Lors de l’examen, en octobre, du quatrième rapport périodique de la RDC sur la mise en œuvre du Pacte international relatif aux droits civils et politiques, José Manuel Santos Pais, expert du Comité des droits de l’Homme, a attiré l’attention de ce dernier sur le projet de loi sur la protection des défenseur.es des droits humains. « Selon les informations que nous avons reçues, le projet de loi tel qu’il a été discuté à l’Assemblée nationale est plutôt néfaste pour la protection des défenseur.es des droits humains », a t-elle noté. Dans leurs recommandations, les expert.es de l’ONU demandent que la RDC ouvre une enquête, poursuive et condamne les individus responsables de harcèlement, de menaces et d’intimidation envers les défenseur.es des droits humains.
Clément Voule, directeur du plaidoyer pour l’Afrique au Service International pour les Droits de l’Homme (sigle anglais ISHR), se félicite des commentaires du Comité des droits de l’Homme et de la recommandation y relative faite à la RDC. « Il est important que toute loi nationale pour la protection des défenseur.es des droits humains soit conforme à la Déclaration des Nations Unies sur les défenseurs des droits de l’Homme et permette la création d’un environnement juridique non restrictif, favorable au travail des défenseur.es “, dit Clément Voule.
Comme le souligne une récente déclaration publique d’ISHR, le projet de loi sur la RDC, dont l’objectif est de protéger les défenseur.es des droits humains, contient des dispositions qui constituent une menace réelle pour leur reconnaissance et leur travail légitime. S’il est adopté en sa forme actuelle, il limitera et entravera le travail des défenseur.es.

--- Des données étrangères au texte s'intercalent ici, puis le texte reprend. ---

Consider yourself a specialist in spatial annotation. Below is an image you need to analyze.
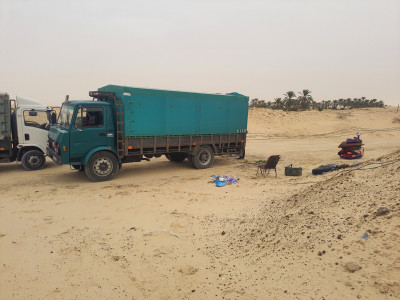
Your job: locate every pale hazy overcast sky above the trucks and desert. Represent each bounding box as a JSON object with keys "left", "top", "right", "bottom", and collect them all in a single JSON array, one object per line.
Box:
[{"left": 0, "top": 0, "right": 400, "bottom": 106}]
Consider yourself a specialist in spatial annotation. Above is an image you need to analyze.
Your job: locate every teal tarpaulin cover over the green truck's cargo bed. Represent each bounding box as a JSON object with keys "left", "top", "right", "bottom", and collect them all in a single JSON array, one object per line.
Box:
[{"left": 99, "top": 85, "right": 248, "bottom": 137}]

En effet, plusieurs dispositions du projet de loi de la RDC vont expressément à l’encontre de la Déclaration des Nations Unies sur les défenseurs des droits de l’Homme. Ainsi, par exemple, l’article 2 de la loi ne protège que les défenseur.es des droits humains qui travaillent dans des structures formelles et organisées, alors que la Déclaration indique clairement qu’est défenseur.e toute « personne qui individuellement ou en association avec d’autres, œuvre à la promotion ou à la protection des droits de l’homme ». Les articles 3 et 7 quant à eux, précisent que les défenseur.es des droits humains doivent être membres d’une ONG, âgé.es d’au moins 18 ans, titulaires d’un diplôme d’État et avoir suivi une formation en matière de droits humains dispensée par une ONG, conditions excessives, discriminatoires et en violation des instruments internationaux des droits humains.
Vincent Ploton, directeur du développement et du plaidoyer auprès des organes de traités chez ISHR, souligne que les préoccupations du Comité des Droits de l’Homme autour du projet de loi sur les défenseur.es sont un signal clair que la République Démocratique du Congo doit réviser cette loi et éliminer les dispositions qui sont contraires à la Déclaration de l’ONU sur les défenseurs des droits de l’Homme.
« En tant que nouveau membre du Conseil des droits de l’Homme, la plus haute instance des Nations Unies pour la promotion et la protection des droits humains, la RDC doit montrer l’exemple en adoptant une loi protectrice conforme à la Déclaration des Nations Unies, et en répondant aux attentes et aux besoins de protection des défenseur.es congolais.es. Elle doit également mettre en place un mécanisme de protection efficace nécessaire à l’application de cette loi », explique Clément Voule d’ISHR.
ISHR exhorte les parlementaires congolais.es à réviser le projet de loi afin d’assurer une protection juridique inconditionnelle et la reconnaissance des défenseur.es des droits humains. En adoptant la loi en l’état, la RDC porterait préjudice aux droits des défenseur.es et s’isolerait des autres pays de la région qui ont adopté des lois pour la protection des défenseur.es des droits humains.
Les préoccupations d’ISHR sur le projet de loi de la RDC sur les défenseur.es seront discutées avec les principaux acteurs/rices nationaux/ales dans le cadre d’une consultation régionale sur les lois de protection des défenseur.es en Afrique centrale. Cette consultation, organisée les 13 et 14 décembre par ISHR et ses partenaires – le Réseau des Défenseurs des Droits Humains (REDHAC), la Commission nationale des droits humains de la RDC, SOS IJM et le Bureau des droits de l’Homme de l’ONU à Kinshasa – bénéficiera de la participation de Rémy Ngoy Lumbu, tout nouveau Rapporteur spécial de la Commission Africaine sur les défenseur.es des droits humains.